Though Picardy is a historic hop-growing region we can’t find any evidence that the industry survives there, Alsace having taken over completely at some point, perhaps, maybe obviously, after Somme was laid waste in World War I. Nor does there seem to be any particular hop variety associated with the region in the various lists we have at hand. Hops from surrounding regions probably have similar characteristics but that’s not quite in the spirit of terroir, which makes this another dead end.

Samara beer.
SOURCE: Brassier de le Somme.

Talking specifics, Samara from Brasserie de la Somme is a beer clearly designed to be ultra-local, which was created in partnership with archaeologists and botanists at the museum-garden with which it shares a name. It uses no hops but, instead, is brewed with seven different herbs and plants from Samara’s botanical garden, along with local honey, and is intended as a recreation of something brewed by ancient Gauls. (Insert your own Asterix potion joke here.) Before anyone else says it, no, it doesn’t look very appetising, even in the brewery-approved glamour shot.

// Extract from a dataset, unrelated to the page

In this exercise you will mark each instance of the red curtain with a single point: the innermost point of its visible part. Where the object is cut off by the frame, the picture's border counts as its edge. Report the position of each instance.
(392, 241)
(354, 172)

Anyone wanting to carry out their own exploration of the beer of the Somme might consider going on one of the famous ‘Podge’ tours: Siobhan McGinn is leading the next one in mid-October taking in breweries, bars and battle-sites.

UPDATE 25/07/2016 21:10

Thomas from Happy Beer Time (@HappyBeerTime) asked around among the French-language beer geeks and they did find a beer with rye that sounds a bit like the one described by Max Vogel: La Caussenarde Seiglée (RateBeer). The only problem is, it’s not from Picardy — it’s from the south of France. Still, interesting.

4 replies on “Q&A: Is There a Beer of the Somme?”

With apologies for my Anglo-Canadian French:

Bien oui! Je signale la brasserie De Clerck a Peronne, en Somme. Voice leur bonne gamme:

http://www.brasseriedeclerck.com/?page_id=2

Parmi les bières décrites, certaines semblent remplir les critères dont vous faites mention, c’est-a-dire des bières typées.

Les origines de la brasserie remontes aux années 20 mais la ferme dont issue les fondateurs brassait de la bière bien avant.

Gary

It’s not always about the War on Murk, you know — it’s got no head! (But maybe also does look a bit *too* yeasty, and we’re fairly tolerant on that front.)